Research Does Not Stand Alone: of course any research must be seen in the context of other research, gradually building up a picture of our social world. Individual studies have far less value than careful synthesis and review. But more than this, research needs to be interpreted in the context of local systems, cultures and resources; and explored with an understanding of political sensitivities, expediencies and implementation challenges.

Research Has To Be Integrated: research ways of knowing have to be integrated with other forms of knowing: knowing that comes from a complex and sophisticated conceptual understanding of the world (including ideological preferences), and knowing that comes from deep experience, including tacit ways of knowing or feeling.

Using Research is Often Not An Event: use of research is often better seen as a dynamic and iterative process, usually faltering, but occasionally dramatic; most often seen better in retrospect than in prospect. Research-based ideas can slowly seep into policy discourse in a slow and percolative way, gradually changing the sense of what is important or what is possible in policy debates.

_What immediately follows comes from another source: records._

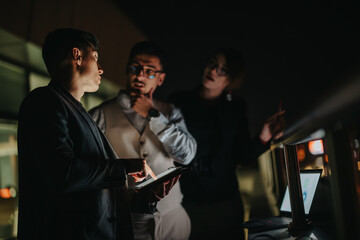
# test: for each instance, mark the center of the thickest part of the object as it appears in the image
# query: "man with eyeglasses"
(139, 126)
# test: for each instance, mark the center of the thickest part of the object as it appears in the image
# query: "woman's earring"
(229, 96)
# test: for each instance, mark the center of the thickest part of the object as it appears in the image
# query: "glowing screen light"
(316, 147)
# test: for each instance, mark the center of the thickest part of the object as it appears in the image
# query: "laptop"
(309, 180)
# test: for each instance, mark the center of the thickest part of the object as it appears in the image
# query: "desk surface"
(317, 232)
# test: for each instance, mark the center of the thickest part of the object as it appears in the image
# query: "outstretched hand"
(158, 193)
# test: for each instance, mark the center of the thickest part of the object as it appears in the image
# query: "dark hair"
(236, 65)
(59, 43)
(149, 48)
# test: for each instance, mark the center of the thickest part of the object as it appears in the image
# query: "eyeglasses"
(213, 64)
(148, 71)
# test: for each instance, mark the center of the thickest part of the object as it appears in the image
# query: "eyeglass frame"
(214, 64)
(142, 69)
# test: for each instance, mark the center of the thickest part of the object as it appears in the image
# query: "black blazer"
(70, 183)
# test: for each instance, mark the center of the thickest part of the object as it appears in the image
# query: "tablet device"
(161, 178)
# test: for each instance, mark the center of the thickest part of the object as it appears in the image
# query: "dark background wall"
(294, 51)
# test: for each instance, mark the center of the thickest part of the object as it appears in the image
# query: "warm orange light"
(316, 147)
(5, 193)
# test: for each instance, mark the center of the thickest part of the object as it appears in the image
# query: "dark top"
(70, 184)
(220, 128)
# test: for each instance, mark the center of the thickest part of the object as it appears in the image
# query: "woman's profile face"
(216, 74)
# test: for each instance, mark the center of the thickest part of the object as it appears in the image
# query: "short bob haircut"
(148, 48)
(59, 43)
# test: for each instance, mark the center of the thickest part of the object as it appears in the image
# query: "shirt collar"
(124, 99)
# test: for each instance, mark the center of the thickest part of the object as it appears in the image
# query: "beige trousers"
(174, 225)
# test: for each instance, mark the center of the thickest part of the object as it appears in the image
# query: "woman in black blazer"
(71, 184)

It’s Not Just Learning – Unlearning Matters Too: letting go of previously cherished notions, conceptual models or so-called ‘facts about the world’ can be as important as the acquisition of new understandings. But this is far from simple: the new does not necessarily displace the old. Sometimes uncomfortable accommodations or amalgamations are made.

Knowledge is Often Co-Produced: rather than seeing research as the preserve of technical experts, new policy-relevant knowledge often comes from collaborative processes that break down the distinction between roles – where technical expertise around data meets other forms of knowing rooted in experience or a sense of the possible. Shared journeys can produce shared understandings.

Knowledge Creation is Deeply Social: the creation of knowledge from various ingredients (including, but by no means limited to, research) is therefore a deeply social and contextual process – happening through interaction and dialogue. It reflects a persuasive process triggered as much in the gut as in the brain.

Not Products But Process: from all of this it then makes more sense to think of ongoing processes of knowing than the creation and sharing of knowledge products, and so…

It’s Not All About Decisions But More Often About Framings: because research often has the most profound impacts not when it directly underpins specific decisions (instrumentalist action) but instead when it causes shifts in the language, concepts, conceptual models or frameworks that are used to define the contours of the policy landscape. Research can be at its most powerful when it shakes prior certainties, questions core assumptions or even re-shapes cherished values.

So, when we focus on research as proving evidence for policy decisions we both overplay its short-term role as technical arbiter and undersell its longer-term transformative power.